From 09b0a2505ccfb671c008e6ef31d22ff4946cb6c3 Mon Sep 17 00:00:00 2001
From: chrislu <chris.lu@gmail.com>
Date: Sun, 23 Nov 2025 21:12:52 -0800
Subject: [PATCH] fix: poll for files to appear instead of fixed sleep

The issue: Fixed 5-second sleep was too short - files not written yet

The solution: Poll every second for up to 30 seconds
- Check if files exist in employees directory
- Download immediately when they appear
- Log progress every 5 seconds

This gives us a 30-second window to catch the file between:
  - Write (file appears)
  - Read (EOF error)

The file should appear within a few seconds of SparkSQLTest starting, and we'll grab it immediately!
---
 .github/workflows/spark-integration-tests.yml | 44 ++++++++++++-------
 1 file changed, 28 insertions(+), 16 deletions(-)

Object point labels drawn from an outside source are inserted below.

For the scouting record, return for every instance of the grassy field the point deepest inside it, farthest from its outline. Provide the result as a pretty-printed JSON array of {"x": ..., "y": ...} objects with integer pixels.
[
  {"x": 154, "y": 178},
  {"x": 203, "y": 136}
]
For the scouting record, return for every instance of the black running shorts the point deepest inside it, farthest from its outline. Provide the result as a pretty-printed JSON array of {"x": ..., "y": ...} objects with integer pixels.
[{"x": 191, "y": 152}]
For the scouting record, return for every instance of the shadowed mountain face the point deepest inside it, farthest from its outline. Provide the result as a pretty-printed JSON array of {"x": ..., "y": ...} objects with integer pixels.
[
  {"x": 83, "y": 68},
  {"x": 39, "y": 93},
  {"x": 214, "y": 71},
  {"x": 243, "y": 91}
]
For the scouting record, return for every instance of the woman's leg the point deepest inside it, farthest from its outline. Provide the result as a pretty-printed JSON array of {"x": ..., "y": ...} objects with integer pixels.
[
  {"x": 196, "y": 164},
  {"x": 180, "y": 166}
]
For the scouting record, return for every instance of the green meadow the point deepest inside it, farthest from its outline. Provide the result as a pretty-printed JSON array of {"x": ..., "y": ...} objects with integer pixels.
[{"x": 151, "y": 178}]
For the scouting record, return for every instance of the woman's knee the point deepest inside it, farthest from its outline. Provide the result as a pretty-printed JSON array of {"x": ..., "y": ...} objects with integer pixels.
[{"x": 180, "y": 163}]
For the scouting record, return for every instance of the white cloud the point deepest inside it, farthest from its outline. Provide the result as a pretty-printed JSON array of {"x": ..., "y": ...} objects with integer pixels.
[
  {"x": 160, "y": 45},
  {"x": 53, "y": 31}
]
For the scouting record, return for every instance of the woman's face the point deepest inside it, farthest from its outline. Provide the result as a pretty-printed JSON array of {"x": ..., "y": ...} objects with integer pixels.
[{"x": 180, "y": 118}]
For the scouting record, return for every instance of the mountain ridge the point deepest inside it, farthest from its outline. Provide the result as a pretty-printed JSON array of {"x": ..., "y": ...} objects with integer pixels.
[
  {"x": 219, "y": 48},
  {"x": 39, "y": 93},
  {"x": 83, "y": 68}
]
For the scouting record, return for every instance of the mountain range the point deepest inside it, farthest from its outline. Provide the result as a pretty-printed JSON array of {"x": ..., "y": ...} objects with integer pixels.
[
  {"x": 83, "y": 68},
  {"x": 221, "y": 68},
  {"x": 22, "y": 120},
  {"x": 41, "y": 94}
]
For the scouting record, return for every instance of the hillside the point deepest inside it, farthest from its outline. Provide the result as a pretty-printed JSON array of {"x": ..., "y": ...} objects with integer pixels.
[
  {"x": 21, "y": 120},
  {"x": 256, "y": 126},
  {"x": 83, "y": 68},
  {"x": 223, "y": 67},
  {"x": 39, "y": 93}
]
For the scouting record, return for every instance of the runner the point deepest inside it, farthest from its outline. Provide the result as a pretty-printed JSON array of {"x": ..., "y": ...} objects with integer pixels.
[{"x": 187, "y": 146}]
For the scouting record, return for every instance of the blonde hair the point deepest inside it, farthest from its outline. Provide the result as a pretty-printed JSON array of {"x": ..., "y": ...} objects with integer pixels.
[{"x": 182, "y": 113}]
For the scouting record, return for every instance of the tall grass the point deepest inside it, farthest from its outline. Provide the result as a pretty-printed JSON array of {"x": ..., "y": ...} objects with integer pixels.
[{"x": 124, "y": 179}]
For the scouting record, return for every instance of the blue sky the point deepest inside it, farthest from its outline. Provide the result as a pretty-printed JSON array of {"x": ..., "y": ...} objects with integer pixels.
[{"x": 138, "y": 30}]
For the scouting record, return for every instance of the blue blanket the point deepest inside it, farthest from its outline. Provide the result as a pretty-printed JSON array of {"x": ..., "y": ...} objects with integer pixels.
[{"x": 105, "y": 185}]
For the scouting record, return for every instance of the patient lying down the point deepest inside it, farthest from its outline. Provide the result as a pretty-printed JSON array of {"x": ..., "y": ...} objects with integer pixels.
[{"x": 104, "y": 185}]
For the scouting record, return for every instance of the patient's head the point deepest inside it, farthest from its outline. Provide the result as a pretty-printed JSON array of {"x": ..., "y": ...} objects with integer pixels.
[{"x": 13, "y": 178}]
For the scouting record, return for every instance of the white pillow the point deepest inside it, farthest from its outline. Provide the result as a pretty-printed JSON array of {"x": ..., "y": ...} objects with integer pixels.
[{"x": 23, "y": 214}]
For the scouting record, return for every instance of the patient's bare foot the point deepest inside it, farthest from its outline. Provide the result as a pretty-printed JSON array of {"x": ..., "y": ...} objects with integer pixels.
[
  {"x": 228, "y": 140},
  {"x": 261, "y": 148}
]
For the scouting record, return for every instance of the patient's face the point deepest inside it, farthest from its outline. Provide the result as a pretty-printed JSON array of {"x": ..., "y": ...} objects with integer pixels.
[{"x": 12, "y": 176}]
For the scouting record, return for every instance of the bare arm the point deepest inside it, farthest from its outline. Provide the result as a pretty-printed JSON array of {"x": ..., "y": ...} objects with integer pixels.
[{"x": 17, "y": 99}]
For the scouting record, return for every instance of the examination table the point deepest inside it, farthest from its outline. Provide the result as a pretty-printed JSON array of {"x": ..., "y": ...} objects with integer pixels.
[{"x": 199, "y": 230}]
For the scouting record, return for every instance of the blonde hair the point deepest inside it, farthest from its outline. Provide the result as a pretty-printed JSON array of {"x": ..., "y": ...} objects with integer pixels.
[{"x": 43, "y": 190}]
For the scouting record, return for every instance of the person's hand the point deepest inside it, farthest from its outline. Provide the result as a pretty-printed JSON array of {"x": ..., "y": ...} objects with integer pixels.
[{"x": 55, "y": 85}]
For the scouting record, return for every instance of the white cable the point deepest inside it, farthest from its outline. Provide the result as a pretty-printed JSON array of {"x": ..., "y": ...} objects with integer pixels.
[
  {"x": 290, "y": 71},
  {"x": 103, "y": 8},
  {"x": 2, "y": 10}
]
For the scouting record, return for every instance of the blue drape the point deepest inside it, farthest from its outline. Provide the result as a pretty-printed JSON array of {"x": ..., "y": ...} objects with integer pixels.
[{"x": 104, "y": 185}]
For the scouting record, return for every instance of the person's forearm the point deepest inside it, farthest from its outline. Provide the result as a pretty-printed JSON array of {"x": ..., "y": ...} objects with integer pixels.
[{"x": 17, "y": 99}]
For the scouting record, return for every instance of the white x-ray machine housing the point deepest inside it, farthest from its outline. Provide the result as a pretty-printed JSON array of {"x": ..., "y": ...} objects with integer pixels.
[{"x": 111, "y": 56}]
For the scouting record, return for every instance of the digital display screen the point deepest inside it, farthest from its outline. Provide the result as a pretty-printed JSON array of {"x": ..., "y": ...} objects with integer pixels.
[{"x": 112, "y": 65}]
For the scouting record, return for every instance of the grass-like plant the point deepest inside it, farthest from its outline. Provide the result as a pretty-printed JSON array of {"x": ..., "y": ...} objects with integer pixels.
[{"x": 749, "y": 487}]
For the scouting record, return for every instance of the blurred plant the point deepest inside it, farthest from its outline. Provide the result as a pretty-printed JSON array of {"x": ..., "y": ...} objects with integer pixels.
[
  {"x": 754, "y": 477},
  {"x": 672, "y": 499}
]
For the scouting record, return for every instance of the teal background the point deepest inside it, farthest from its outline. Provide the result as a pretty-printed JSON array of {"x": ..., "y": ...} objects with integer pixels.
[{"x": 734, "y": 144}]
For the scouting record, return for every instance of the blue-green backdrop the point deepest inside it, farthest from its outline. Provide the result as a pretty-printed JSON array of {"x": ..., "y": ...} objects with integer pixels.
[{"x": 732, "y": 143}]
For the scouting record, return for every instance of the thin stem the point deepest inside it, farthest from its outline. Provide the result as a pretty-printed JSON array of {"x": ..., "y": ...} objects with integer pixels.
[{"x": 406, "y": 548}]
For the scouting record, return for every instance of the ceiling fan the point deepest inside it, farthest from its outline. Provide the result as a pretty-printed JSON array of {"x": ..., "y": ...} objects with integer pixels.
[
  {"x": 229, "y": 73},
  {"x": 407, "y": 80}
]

diff --git a/.github/workflows/spark-integration-tests.yml b/.github/workflows/spark-integration-tests.yml
index 2cdca458e..ca23cc2eb 100644
--- a/.github/workflows/spark-integration-tests.yml
+++ b/.github/workflows/spark-integration-tests.yml
@@ -135,24 +135,36 @@ jobs:
             if docker compose logs spark-tests 2>&1 | grep -q "Running seaweed.spark.SparkSQLTest"; then
               if [ "$DOWNLOADED" = "false" ]; then
                 echo ""
-                echo "=== SparkSQLTest started! Waiting for employees file creation ==="
-                sleep 5  # Give it time to write the file
+                echo "=== SparkSQLTest started! Polling for employees file creation ==="
                 
-                # List all files in employees directory
-                echo "Listing employees directory..."
-                EMPLOYEES_FILES=$(curl -s "http://localhost:8888/test-spark/employees/" | grep -oP 'part-[a-f0-9-]+-c000\.snappy\.parquet')
+                # Poll for files to appear (max 30 seconds)
+                for i in {1..30}; do
+                  EMPLOYEES_FILES=$(curl -s "http://localhost:8888/test-spark/employees/" 2>/dev/null | grep -oP 'part-[a-f0-9-]+-c000\.snappy\.parquet')
+                  
+                  if [ -n "$EMPLOYEES_FILES" ]; then
+                    echo "Files appeared after $i seconds!"
+                    echo "Found employees files, downloading ALL of them..."
+                    for FILE in $EMPLOYEES_FILES; do
+                      echo "Downloading: $FILE"
+                      curl -o "${FILE}" "http://localhost:8888/test-spark/employees/${FILE}"
+                      if [ -f "$FILE" ] && [ -s "$FILE" ]; then
+                        FILE_SIZE=$(stat --format=%s "$FILE" 2>/dev/null || stat -f%z "$FILE" 2>/dev/null)
+                        echo "SUCCESS: Downloaded $FILE_SIZE bytes"
+                        cp "$FILE" test.parquet  # Use first file for analysis
+                        DOWNLOADED=true
+                      fi
+                    done
+                    break
+                  fi
+                  
+                  if [ $((i % 5)) -eq 0 ]; then
+                    echo "Still waiting for files... ($i/30)"
+                  fi
+                  sleep 1
+                done
                 
-                if [ -n "$EMPLOYEES_FILES" ]; then
-                  echo "Found employees files, downloading ALL of them..."
-                  for FILE in $EMPLOYEES_FILES; do
-                    echo "Downloading: $FILE"
-                    curl -o "${FILE}" "http://localhost:8888/test-spark/employees/${FILE}"
-                    if [ -f "$FILE" ] && [ -s "$FILE" ]; then
-                      echo "SUCCESS: Downloaded $(stat --format=%s "$FILE" 2>/dev/null || stat -f%z "$FILE" 2>/dev/null) bytes"
-                      cp "$FILE" test.parquet  # Use first file for analysis
-                      DOWNLOADED=true
-                    fi
-                  done
+                if [ "$DOWNLOADED" = "false" ]; then
+                  echo "WARNING: No files found after 30 seconds of polling"
                 fi
               fi
             fi